A new species has invaded the financial markets of the world: sovereign wealth funds. Some see these state-run investment pools as a godsend; for example, Citigroup has just been helped over a hurdle by a $7.5 billion infusion from the Abu Dhabi Investment Authority. Others see sovereign funds, which are growing in size and influence daily, as another threat to the well-being of the United States and its Western allies.
Sovereign funds are set up when countries, often with small populations, have more money than they know what to do with. After the central banks of these countries have accumulated sufficient foreign reserves to meet any contingency, they form sovereign funds that are free to invest in financial assets such as stocks, bonds or property.
On the up side, sovereign funds are pumping a lot of cash into financial markets and are helping to offset banks’ losses from the subprime mortgage fiasco. But these are not foreign companies investing; these are foreign countries investing. Abu Dhabi now owns 4.9 percent of Citi, the nation’s largest bank. This is not the same as a wealthy foreigner buying a chunk of an American corporation. And that worries some people.
Sovereign funds are not new. What is new is that they are growing at an extraordinary pace and very small, resource-rich countries have the money to demand that they are taken seriously. Of the 10 largest sovereign funds, seven are based on oil and gas. Only China, South Korea and Singapore have funds that are based on non-oil and gas trade surpluses.
No one knows exactly how much money is being controlled by sovereign funds because there is no regulation or formal reporting mechanism. Best estimates are that $3 trillion to $7 trillion are under management by sovereign funds. It is expected that this sum will increase to $10 trillion in five years.

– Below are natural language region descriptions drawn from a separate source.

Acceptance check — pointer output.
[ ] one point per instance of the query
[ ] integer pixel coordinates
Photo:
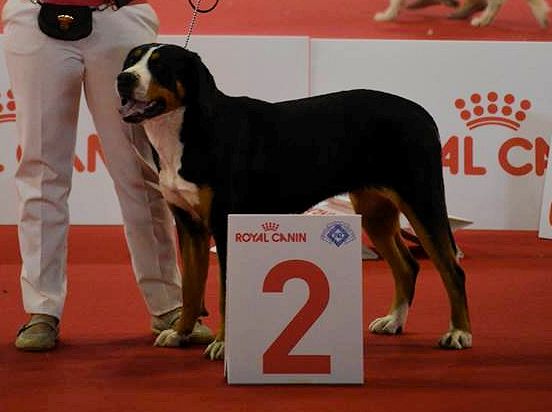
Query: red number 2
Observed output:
(276, 359)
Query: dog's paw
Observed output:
(170, 338)
(388, 325)
(215, 350)
(482, 20)
(387, 15)
(456, 339)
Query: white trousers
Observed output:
(47, 76)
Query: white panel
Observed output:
(436, 74)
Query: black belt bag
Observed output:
(70, 22)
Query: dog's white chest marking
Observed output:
(164, 134)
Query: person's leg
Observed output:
(46, 81)
(147, 220)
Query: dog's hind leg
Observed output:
(193, 240)
(430, 223)
(467, 9)
(488, 15)
(380, 219)
(540, 10)
(391, 12)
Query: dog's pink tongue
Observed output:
(132, 107)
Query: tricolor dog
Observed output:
(220, 155)
(488, 8)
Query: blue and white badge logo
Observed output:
(338, 233)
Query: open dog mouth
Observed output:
(136, 111)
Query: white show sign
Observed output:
(240, 65)
(545, 228)
(491, 101)
(294, 300)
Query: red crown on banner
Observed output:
(270, 226)
(7, 107)
(493, 109)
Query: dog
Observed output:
(488, 9)
(219, 155)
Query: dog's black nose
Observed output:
(125, 83)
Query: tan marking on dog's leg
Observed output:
(193, 238)
(380, 219)
(440, 249)
(488, 14)
(215, 350)
(468, 8)
(540, 10)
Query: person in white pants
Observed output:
(47, 76)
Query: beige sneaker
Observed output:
(39, 334)
(201, 334)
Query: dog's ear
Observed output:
(201, 89)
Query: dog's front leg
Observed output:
(194, 245)
(216, 349)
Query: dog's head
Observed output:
(159, 78)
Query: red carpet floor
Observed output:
(105, 361)
(344, 19)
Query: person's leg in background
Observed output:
(147, 219)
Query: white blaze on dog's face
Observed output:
(157, 103)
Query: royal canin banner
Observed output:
(491, 101)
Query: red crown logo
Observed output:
(270, 226)
(7, 110)
(493, 109)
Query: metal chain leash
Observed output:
(196, 10)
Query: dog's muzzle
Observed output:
(133, 110)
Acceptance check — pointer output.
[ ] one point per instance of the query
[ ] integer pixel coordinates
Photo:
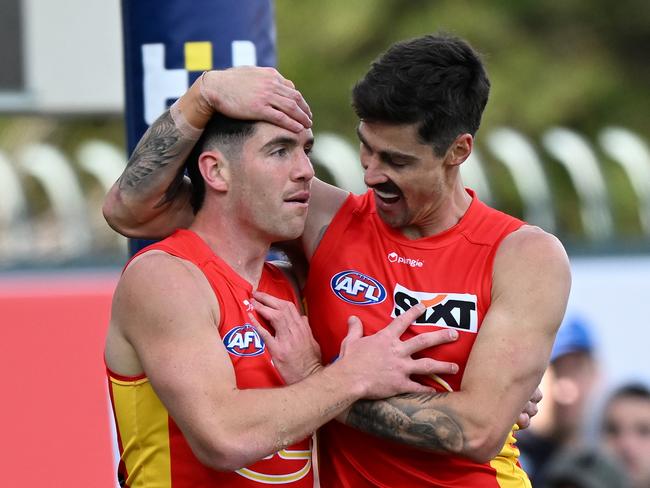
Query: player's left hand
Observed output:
(530, 409)
(295, 352)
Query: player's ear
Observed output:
(215, 169)
(460, 149)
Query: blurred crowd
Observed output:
(584, 437)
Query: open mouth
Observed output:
(387, 197)
(301, 198)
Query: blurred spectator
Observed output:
(583, 468)
(567, 387)
(626, 431)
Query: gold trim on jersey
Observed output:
(141, 417)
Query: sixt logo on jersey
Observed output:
(455, 310)
(244, 341)
(357, 288)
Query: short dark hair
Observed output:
(223, 133)
(437, 81)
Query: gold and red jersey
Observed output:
(365, 268)
(153, 450)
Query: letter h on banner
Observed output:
(168, 45)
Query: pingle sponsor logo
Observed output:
(357, 288)
(452, 310)
(393, 257)
(244, 341)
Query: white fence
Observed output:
(72, 186)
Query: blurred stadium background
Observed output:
(564, 145)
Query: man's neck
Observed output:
(240, 248)
(450, 209)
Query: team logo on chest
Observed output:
(244, 341)
(357, 288)
(454, 310)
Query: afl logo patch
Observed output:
(357, 288)
(244, 341)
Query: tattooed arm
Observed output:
(530, 289)
(151, 197)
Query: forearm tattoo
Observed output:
(409, 419)
(161, 145)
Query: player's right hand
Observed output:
(295, 352)
(256, 93)
(383, 361)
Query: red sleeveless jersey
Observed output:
(363, 267)
(152, 448)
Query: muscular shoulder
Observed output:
(528, 260)
(156, 287)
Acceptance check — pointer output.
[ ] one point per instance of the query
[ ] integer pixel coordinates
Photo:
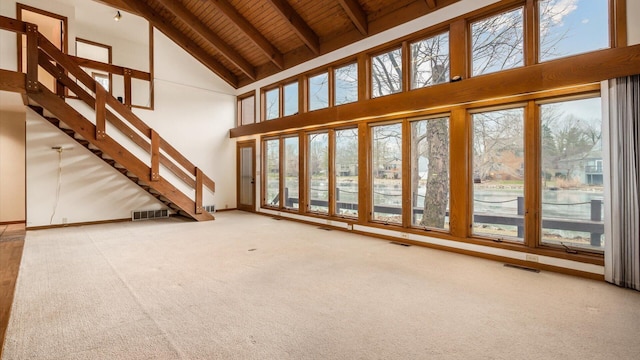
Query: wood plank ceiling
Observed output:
(246, 40)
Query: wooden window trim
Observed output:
(240, 99)
(109, 56)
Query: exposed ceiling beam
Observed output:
(252, 33)
(119, 4)
(300, 27)
(183, 41)
(356, 14)
(195, 24)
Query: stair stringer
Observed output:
(82, 126)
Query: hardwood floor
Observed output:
(11, 245)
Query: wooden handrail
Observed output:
(111, 68)
(40, 52)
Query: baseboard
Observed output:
(78, 224)
(12, 222)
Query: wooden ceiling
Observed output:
(246, 40)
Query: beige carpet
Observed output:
(250, 287)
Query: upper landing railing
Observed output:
(41, 53)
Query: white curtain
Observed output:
(622, 260)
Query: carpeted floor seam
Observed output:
(135, 296)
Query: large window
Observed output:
(272, 104)
(498, 174)
(246, 110)
(386, 73)
(272, 172)
(290, 94)
(386, 170)
(572, 174)
(498, 42)
(346, 84)
(319, 91)
(430, 173)
(430, 61)
(291, 172)
(318, 172)
(572, 27)
(346, 172)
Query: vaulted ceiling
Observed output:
(246, 40)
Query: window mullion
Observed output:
(532, 175)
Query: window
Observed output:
(291, 172)
(346, 172)
(572, 177)
(430, 173)
(497, 42)
(572, 27)
(290, 99)
(272, 170)
(498, 174)
(430, 61)
(346, 84)
(319, 91)
(386, 73)
(246, 110)
(318, 172)
(272, 104)
(387, 173)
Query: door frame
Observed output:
(240, 145)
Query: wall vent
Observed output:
(149, 214)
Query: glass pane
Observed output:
(319, 172)
(272, 176)
(346, 168)
(572, 27)
(291, 172)
(430, 173)
(430, 61)
(272, 105)
(248, 110)
(387, 173)
(572, 177)
(497, 42)
(346, 84)
(319, 91)
(291, 99)
(498, 174)
(386, 73)
(246, 176)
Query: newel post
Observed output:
(198, 191)
(155, 156)
(32, 57)
(101, 112)
(127, 87)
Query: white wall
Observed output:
(90, 190)
(194, 110)
(12, 166)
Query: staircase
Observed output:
(163, 158)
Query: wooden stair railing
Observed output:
(42, 53)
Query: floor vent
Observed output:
(522, 268)
(397, 243)
(149, 214)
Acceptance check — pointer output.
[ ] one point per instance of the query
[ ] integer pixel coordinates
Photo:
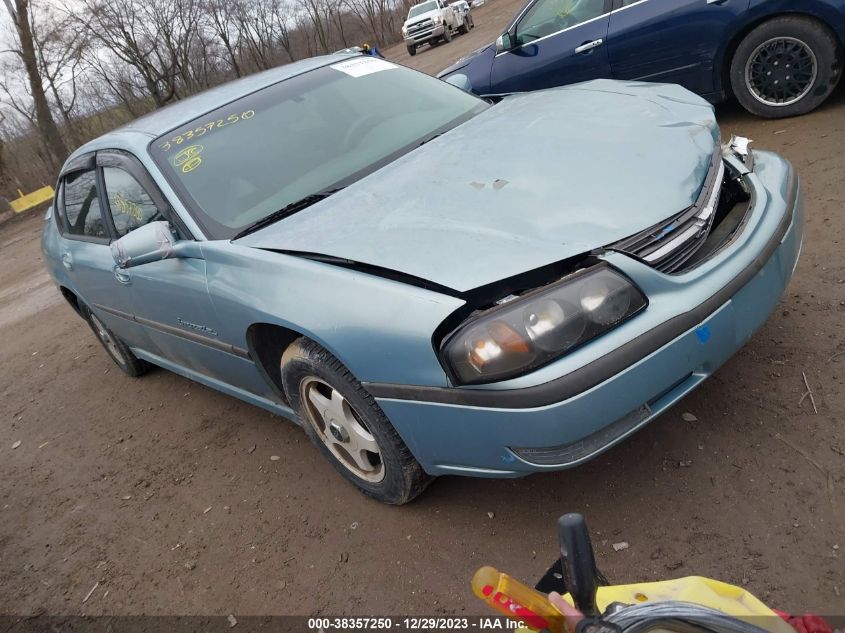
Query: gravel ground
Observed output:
(152, 489)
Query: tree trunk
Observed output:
(47, 128)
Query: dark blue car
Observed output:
(777, 57)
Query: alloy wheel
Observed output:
(781, 71)
(342, 429)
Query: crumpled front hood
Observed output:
(535, 179)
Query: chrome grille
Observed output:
(670, 244)
(418, 27)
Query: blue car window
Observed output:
(315, 132)
(130, 205)
(82, 212)
(547, 17)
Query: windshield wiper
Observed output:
(430, 138)
(286, 211)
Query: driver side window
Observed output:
(131, 206)
(547, 17)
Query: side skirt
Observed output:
(240, 394)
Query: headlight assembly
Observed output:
(514, 338)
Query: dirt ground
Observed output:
(149, 487)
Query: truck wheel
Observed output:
(786, 67)
(347, 425)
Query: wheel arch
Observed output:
(723, 67)
(267, 342)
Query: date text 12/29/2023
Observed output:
(417, 623)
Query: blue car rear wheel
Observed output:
(786, 67)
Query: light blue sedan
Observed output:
(428, 282)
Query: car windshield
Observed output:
(419, 9)
(312, 133)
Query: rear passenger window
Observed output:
(130, 204)
(83, 215)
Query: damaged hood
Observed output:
(537, 178)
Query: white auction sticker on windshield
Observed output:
(360, 66)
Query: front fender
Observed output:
(379, 328)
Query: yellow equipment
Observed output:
(577, 571)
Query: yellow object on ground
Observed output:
(717, 595)
(31, 200)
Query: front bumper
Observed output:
(426, 36)
(573, 412)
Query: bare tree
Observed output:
(19, 10)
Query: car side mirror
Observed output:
(461, 81)
(152, 242)
(504, 43)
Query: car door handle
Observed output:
(588, 46)
(122, 276)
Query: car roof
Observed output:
(176, 114)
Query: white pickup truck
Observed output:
(430, 22)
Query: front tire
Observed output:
(347, 425)
(786, 67)
(117, 350)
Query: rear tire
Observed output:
(347, 425)
(786, 67)
(117, 350)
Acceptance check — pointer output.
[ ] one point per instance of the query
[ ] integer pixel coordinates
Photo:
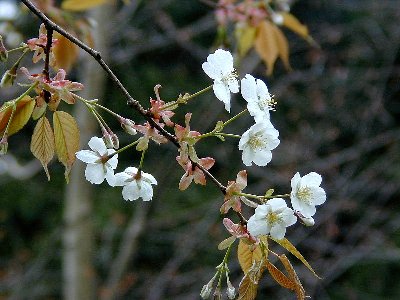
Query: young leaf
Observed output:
(66, 136)
(42, 143)
(247, 254)
(226, 243)
(247, 289)
(292, 249)
(65, 52)
(80, 5)
(266, 45)
(279, 277)
(298, 287)
(245, 36)
(294, 24)
(21, 116)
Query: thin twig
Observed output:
(130, 100)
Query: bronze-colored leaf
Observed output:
(285, 243)
(245, 36)
(298, 287)
(266, 45)
(66, 136)
(23, 112)
(80, 5)
(42, 143)
(248, 254)
(226, 243)
(65, 52)
(283, 47)
(279, 277)
(247, 289)
(294, 24)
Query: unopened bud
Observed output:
(3, 51)
(107, 139)
(3, 145)
(8, 78)
(143, 144)
(217, 293)
(206, 291)
(307, 221)
(115, 141)
(127, 126)
(230, 290)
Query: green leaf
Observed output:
(248, 254)
(42, 143)
(66, 136)
(23, 112)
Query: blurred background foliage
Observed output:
(337, 114)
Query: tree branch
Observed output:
(50, 25)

To understand the implications of this expansion of sovereign funds, take a look at little Qatar—a desert sand spit that protrudes 100 miles into the Arabian Sea. It has some oil and the world’s second largest reserves–after Russia–of natural gas. While Russia has more than 140 million people to take care of, Qatar has less than a million, including hundreds of thousands of guest workers.
There is nothing much in Qatar. The Gulf state has a large U.S. air base; the pristine capital city of Doha; and, well, a lot of sand. The two big activities, from what I could discern when I visited there, were racing off-road vehicles on the sand dunes and shopping. The Qataris are trying to create a great financial center in their desert home. But this will just be window-dressing for the gigantic flows of cash that their liquefied natural gas exports around the world are going to produce.

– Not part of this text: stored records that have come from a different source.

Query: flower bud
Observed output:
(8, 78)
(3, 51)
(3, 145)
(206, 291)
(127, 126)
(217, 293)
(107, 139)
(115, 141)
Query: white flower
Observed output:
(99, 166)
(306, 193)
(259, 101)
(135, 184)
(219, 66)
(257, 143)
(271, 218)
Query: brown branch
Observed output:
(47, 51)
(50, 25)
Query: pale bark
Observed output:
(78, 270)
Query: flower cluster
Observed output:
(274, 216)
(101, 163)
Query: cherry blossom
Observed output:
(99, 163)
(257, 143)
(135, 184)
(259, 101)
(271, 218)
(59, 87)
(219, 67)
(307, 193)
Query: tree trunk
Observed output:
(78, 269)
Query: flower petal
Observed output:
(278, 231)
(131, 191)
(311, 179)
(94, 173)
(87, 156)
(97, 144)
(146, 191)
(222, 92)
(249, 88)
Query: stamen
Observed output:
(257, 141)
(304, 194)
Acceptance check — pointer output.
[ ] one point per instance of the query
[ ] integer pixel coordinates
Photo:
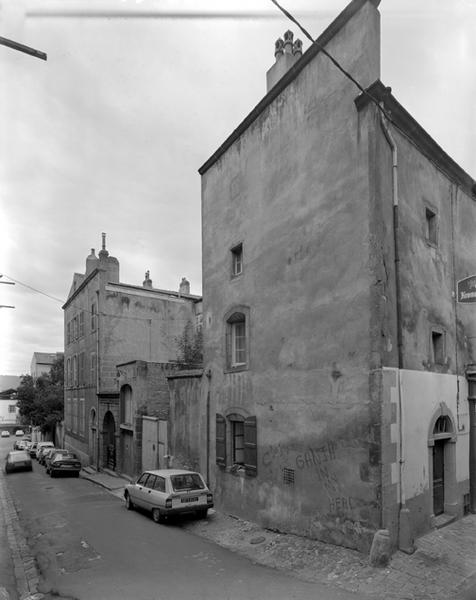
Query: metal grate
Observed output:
(288, 476)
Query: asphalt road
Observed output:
(90, 547)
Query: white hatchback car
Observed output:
(169, 492)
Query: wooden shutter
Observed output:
(251, 464)
(220, 440)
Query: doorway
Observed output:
(439, 477)
(109, 441)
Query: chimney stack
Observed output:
(184, 287)
(286, 53)
(147, 281)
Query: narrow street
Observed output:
(89, 547)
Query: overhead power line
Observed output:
(332, 59)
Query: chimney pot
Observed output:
(184, 287)
(297, 48)
(278, 48)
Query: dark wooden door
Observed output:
(438, 478)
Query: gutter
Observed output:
(405, 538)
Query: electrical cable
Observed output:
(332, 59)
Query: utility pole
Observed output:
(22, 48)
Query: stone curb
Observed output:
(25, 569)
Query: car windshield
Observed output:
(187, 481)
(18, 457)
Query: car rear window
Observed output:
(189, 481)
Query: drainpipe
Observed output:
(405, 539)
(471, 377)
(97, 385)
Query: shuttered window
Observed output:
(220, 440)
(251, 463)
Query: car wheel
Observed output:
(157, 516)
(129, 504)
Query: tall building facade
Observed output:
(106, 324)
(335, 231)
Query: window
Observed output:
(93, 368)
(75, 371)
(220, 441)
(242, 436)
(126, 405)
(151, 482)
(82, 381)
(159, 484)
(431, 227)
(237, 260)
(237, 338)
(438, 347)
(143, 479)
(68, 372)
(93, 316)
(238, 442)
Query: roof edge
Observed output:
(326, 36)
(404, 121)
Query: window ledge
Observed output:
(237, 368)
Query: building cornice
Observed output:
(351, 9)
(407, 125)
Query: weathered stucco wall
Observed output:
(414, 400)
(188, 422)
(293, 189)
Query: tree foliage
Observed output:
(190, 346)
(41, 401)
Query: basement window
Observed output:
(431, 227)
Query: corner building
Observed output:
(108, 324)
(337, 353)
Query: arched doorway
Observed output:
(126, 456)
(92, 437)
(442, 463)
(109, 441)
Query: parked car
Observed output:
(20, 444)
(63, 461)
(18, 460)
(32, 449)
(41, 446)
(167, 492)
(44, 451)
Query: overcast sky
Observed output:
(108, 134)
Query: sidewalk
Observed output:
(443, 567)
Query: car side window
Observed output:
(151, 482)
(160, 484)
(142, 479)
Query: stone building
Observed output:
(335, 230)
(109, 324)
(41, 362)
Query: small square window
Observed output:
(431, 227)
(237, 260)
(438, 347)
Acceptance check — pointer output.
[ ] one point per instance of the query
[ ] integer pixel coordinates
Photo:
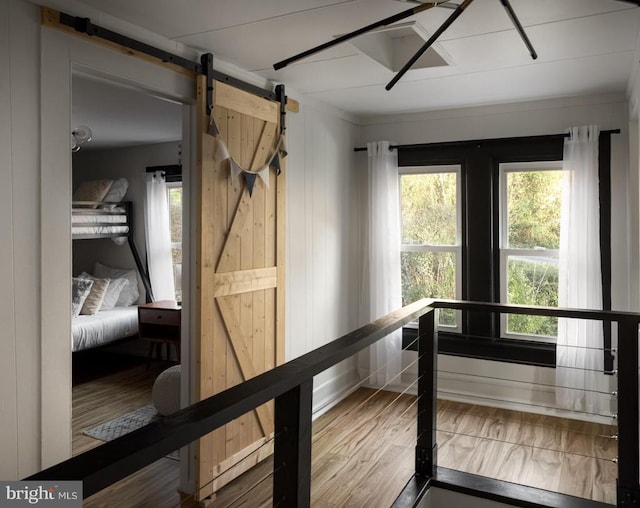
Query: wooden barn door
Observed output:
(240, 270)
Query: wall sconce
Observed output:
(79, 136)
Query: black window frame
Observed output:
(480, 179)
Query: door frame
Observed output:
(61, 53)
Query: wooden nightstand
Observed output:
(159, 323)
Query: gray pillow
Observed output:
(93, 302)
(80, 289)
(129, 294)
(113, 290)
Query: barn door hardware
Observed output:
(85, 26)
(421, 6)
(282, 99)
(206, 61)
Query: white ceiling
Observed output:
(585, 47)
(122, 116)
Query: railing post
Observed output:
(292, 449)
(427, 447)
(628, 413)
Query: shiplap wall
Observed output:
(467, 379)
(323, 255)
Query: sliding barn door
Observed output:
(240, 270)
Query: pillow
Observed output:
(117, 191)
(129, 294)
(94, 190)
(114, 289)
(93, 301)
(80, 289)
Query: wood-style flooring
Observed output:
(363, 449)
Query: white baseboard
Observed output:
(503, 394)
(333, 390)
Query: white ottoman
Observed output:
(166, 391)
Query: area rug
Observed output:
(126, 423)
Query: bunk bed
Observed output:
(97, 220)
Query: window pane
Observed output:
(533, 204)
(428, 203)
(429, 275)
(175, 219)
(532, 281)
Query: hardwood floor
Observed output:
(363, 449)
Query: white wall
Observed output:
(323, 256)
(130, 163)
(35, 254)
(20, 233)
(526, 119)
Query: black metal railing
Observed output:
(628, 486)
(291, 386)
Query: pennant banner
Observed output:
(222, 154)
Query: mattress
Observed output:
(99, 230)
(104, 327)
(99, 222)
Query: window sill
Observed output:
(541, 354)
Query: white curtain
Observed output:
(158, 237)
(580, 359)
(381, 261)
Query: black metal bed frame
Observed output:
(128, 207)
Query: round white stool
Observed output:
(166, 391)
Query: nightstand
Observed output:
(159, 323)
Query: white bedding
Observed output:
(104, 327)
(99, 222)
(92, 219)
(99, 230)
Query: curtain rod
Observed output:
(393, 147)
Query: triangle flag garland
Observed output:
(221, 154)
(250, 180)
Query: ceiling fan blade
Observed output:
(360, 31)
(459, 10)
(516, 22)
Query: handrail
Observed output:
(102, 466)
(291, 386)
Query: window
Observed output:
(174, 191)
(530, 204)
(488, 255)
(431, 237)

It probably does not matter if Qatar buys large chunks of U.S. companies over time, or snatches up a lot of real estate. Americans will not have a fit if the Qataris buy chunks of Manhattan. But there are countries that are a lot less attractive and have agendas that are not benign. They include China, Kazakhstan, Libya and Iran, which is free to invest in parts of the world that are not honoring the U.N. sanctions.
In short, there is an enormous amount of money sloshing around the world, and with hydrocarbons fetching record prices, there will be more money looking for a home in a stock market near you.
Like immigration, sovereign funds have grown quietly but relentlessly, to a point where the governments that control them are going to have a say—political as well as economic—in the countries that need the investment. Sadly, the United States is one of those countries. For all our power and superiority, we are a debtor nation and we cannot question the color of the money we need.